Iker Varela

Personal information
- Full name: Iker Varela Parra
- Date of birth: 1 March 2003 (age 23)
- Place of birth: Barakaldo, Spain
- Height: 1.88 m (6 ft 2 in)
- Position: Winger

Team information
- Current team: Ibiza

Youth career
- 2012–2013: Danok Bat
- 2013–2022: Athletic Bilbao

Senior career*
- Years: Team / Apps / (Gls)
- 2022–2023: Basconia / 43 / (13)
- 2022–2026: Bilbao Athletic / 67 / (13)
- 2025–2026: → Mirandés (loan) / 16 / (1)
- 2026–: Ibiza / 0 / (0)

= Iker Varela =

Spanish footballer

Iker Varela Parra (born 1 March 2003) is a Spanish footballer who plays as a winger for UD Ibiza.

==Career==
Born in Barakaldo, Biscay, Basque Country, Varela joined Athletic Bilbao's Lezama in 2013, from Danok Bat CF. After progressing through the youth setup, he made his senior debut with farm team CD Basconia during the 2021–22 season, in Tercera División RFEF.

Varela first appeared with the reserves on 8 December 2022, coming on as a late substitute for Beñat Gerenabarrena in a 3–3 Segunda Federación away draw against CD Alcoyano. He finished the campaign with 13 goals for Basconia, and was subsequently promoted to the B-side permanently.
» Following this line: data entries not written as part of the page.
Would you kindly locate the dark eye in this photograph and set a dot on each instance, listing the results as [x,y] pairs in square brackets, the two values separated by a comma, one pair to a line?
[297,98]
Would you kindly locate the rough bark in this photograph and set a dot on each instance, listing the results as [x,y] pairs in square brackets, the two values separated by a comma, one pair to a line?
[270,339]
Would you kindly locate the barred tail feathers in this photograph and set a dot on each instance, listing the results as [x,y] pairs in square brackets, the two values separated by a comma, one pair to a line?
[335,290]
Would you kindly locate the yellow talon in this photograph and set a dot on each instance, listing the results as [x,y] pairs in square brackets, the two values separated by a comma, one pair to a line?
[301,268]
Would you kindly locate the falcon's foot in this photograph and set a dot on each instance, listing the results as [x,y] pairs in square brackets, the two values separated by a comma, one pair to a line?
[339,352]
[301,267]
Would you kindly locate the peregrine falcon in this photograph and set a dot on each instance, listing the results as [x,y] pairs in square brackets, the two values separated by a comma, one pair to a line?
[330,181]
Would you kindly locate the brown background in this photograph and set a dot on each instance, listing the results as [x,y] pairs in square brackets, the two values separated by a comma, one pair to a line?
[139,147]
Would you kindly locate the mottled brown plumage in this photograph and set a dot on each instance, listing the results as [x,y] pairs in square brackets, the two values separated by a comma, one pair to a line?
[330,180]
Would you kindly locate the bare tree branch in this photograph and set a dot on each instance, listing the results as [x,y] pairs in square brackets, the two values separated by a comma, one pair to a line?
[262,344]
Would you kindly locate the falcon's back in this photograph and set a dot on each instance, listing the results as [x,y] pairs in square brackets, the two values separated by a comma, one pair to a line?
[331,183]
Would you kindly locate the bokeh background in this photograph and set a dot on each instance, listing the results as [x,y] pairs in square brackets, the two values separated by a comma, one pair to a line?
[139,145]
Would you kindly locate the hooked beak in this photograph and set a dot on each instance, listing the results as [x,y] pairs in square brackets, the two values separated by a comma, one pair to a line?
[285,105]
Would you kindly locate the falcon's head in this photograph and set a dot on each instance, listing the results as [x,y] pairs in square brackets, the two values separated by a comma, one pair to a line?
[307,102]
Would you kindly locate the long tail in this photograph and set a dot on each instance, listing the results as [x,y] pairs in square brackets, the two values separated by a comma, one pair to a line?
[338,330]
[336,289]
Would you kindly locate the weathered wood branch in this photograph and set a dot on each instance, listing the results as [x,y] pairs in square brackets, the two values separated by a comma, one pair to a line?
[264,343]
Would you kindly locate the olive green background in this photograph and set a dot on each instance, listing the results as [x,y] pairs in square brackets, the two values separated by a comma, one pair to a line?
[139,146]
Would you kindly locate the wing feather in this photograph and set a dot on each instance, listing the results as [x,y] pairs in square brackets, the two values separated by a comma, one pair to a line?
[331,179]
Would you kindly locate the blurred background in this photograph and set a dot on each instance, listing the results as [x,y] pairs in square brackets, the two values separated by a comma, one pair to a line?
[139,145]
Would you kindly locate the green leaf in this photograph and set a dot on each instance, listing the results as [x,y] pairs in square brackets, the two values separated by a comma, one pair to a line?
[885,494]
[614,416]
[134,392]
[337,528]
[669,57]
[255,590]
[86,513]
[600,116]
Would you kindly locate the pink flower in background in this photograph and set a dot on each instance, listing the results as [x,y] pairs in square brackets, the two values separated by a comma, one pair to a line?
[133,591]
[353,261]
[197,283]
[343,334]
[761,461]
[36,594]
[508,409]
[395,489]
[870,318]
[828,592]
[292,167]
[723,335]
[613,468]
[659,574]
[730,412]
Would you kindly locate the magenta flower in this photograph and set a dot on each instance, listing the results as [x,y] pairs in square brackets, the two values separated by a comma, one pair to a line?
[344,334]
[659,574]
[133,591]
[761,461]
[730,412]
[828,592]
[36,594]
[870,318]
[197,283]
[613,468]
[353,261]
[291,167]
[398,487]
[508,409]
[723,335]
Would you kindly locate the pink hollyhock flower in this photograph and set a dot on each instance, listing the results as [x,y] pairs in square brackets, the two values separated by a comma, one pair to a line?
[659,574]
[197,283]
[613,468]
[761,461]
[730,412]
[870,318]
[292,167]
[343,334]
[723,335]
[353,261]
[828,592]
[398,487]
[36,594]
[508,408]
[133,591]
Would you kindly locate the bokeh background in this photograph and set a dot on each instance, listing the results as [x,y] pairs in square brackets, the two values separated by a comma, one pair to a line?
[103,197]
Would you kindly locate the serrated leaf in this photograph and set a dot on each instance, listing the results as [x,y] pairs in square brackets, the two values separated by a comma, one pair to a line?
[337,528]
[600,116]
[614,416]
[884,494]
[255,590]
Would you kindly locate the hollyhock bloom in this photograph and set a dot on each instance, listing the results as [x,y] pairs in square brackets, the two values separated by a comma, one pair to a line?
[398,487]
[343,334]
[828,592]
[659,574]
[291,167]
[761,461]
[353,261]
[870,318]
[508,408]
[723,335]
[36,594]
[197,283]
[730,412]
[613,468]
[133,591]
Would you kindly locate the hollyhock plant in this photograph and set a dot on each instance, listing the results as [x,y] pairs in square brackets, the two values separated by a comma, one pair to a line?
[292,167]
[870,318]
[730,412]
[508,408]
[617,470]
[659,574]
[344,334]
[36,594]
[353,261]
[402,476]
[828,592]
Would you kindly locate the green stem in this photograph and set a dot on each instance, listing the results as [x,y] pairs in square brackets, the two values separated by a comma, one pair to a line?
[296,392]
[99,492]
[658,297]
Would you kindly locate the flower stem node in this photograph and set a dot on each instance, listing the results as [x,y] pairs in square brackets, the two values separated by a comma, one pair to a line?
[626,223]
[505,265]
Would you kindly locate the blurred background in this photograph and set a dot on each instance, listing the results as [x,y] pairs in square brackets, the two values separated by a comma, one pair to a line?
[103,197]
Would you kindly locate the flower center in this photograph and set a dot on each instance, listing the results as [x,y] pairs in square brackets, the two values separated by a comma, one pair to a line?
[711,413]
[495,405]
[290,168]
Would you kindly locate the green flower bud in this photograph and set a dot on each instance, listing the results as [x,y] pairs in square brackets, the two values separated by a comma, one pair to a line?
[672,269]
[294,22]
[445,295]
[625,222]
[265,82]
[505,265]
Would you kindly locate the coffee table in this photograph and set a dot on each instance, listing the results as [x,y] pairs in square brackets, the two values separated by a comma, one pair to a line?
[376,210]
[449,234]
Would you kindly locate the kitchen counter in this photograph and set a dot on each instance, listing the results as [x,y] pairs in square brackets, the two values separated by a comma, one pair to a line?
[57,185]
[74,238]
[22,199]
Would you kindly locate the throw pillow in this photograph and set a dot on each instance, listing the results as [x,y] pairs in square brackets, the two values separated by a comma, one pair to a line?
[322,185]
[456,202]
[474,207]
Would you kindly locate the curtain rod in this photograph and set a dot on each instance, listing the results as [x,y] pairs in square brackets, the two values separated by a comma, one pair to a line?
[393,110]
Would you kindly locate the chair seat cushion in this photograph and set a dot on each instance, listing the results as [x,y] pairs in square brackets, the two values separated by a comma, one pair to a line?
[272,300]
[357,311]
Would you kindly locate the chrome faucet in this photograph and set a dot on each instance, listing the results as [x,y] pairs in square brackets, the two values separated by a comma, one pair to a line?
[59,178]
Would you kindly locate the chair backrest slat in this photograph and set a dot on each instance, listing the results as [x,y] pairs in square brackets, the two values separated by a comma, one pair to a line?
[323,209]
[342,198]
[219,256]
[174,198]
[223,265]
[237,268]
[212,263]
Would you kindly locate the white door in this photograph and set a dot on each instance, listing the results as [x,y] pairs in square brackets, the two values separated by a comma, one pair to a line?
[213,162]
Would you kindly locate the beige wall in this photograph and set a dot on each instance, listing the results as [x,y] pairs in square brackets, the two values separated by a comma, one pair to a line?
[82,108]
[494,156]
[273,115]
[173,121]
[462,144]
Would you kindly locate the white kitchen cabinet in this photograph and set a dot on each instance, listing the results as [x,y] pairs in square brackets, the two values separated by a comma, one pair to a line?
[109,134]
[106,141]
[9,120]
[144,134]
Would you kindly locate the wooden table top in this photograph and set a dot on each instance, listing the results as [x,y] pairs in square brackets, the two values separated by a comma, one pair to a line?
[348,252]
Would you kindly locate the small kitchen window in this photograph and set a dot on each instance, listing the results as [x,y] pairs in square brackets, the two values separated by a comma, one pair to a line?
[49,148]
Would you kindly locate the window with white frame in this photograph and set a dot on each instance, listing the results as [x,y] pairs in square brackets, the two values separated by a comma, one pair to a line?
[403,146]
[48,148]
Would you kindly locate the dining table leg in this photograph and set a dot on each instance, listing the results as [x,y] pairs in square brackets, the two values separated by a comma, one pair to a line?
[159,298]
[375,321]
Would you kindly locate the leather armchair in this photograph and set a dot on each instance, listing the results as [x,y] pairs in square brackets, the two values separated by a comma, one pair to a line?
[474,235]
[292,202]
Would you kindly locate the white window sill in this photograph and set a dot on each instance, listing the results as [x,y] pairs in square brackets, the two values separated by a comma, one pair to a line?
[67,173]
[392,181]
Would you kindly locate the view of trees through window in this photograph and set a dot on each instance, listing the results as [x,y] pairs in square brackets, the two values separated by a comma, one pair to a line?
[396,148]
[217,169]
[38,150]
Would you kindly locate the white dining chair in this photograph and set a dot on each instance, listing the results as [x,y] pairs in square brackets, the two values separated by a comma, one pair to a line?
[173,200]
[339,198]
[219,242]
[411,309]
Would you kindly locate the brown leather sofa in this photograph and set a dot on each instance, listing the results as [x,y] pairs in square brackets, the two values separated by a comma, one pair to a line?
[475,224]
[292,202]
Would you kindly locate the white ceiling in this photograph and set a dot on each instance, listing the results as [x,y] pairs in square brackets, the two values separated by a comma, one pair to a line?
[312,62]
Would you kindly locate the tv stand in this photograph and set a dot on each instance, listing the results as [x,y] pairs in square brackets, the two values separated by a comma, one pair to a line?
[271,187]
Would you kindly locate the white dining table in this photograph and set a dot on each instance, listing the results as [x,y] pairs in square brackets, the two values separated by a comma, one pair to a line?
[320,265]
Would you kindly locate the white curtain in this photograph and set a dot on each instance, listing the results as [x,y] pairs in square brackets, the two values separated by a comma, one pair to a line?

Varela was regularly used for Bilbao Athletic in the following years, and was called up to the first team for an UEFA Europa League match against Manchester United in May 2025, but remained unused in the 4–1 away loss. On 22 July, he moved to Segunda División side CD Mirandés on a one-year loan deal.

Varela made his professional debut on 17 August 2025, starting in a 1–0 away loss to Cádiz CF. The following 16 July, he signed a two-year deal with UD Ibiza in division three.